Opto-electronic studies of novel self-contacted 2D materials based devices
Department of Physics and Astronomy, Ohio University
Interest in two-dimensional crystals has grown exponentially over the last decade, a testament to their vast technological and scientific potential. In addition to properties such as high mobilities, semiconducting and superconducting behavior, and excellent thermal properties, many of these materials have the potential for novel opto-electronic applications, with large absorption, strong room-temperature emission, non-linear response, and optical control of spin and valley degrees of freedom. In this presentation, we will discuss an experimental investigation of mono-to-few-layer sheets of MoS2 and WS2 employing femtosecond transient absorption spectroscopy (FTAS) and microscopy. Samples were pumped resonantly at different absorption peak positions and then probed with a white-light continuum over the spectral range of 350 nm – 800 nm. For MoS2 we observe previously reported features related to ground state bleaching along with higher energy features that can be related to states identified as the C and D excitons, which have been reported to arise from band nesting. The results on these dynamics may prove useful to a greater understanding of the electronic structure of this material.

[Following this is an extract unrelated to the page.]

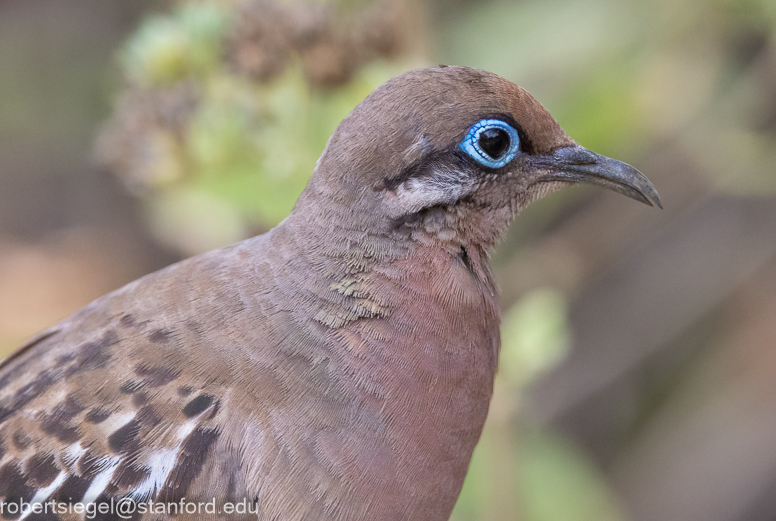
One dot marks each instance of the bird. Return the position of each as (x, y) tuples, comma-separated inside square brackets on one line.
[(337, 367)]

We will also discuss a novel chemical vapor deposition (CVD) process we have developed. A substantial bottleneck in the field is the ability to controllably, and scalably, process material into working devices. Seminal results in the field of 2D materials-based device fabrication have involved the isolation of monolayers followed by making metal contacts, commonly using e-beam lithography, a difficult and time consuming process with no obvious route to scalability. We have developed a CVD process to selectively grow 2D materials in a deterministic manner around lithographically defined bulk metallic patterns which concurrently provide as-grown electrical contact to the material. Monolayer films, with lateral extent of up to hundreds of microns are controllably grown on and around patterned regions of transition metals. The materials display strong luminescence, monolayer Raman signatures, and relatively large crystal domains. In addition to producing high optical quality monolayer material deterministically and selectively over large regions, the metallic patterns remain conductive providing as-grown metallic contacts to the material, offering a path for simple device fabrication and large scale production.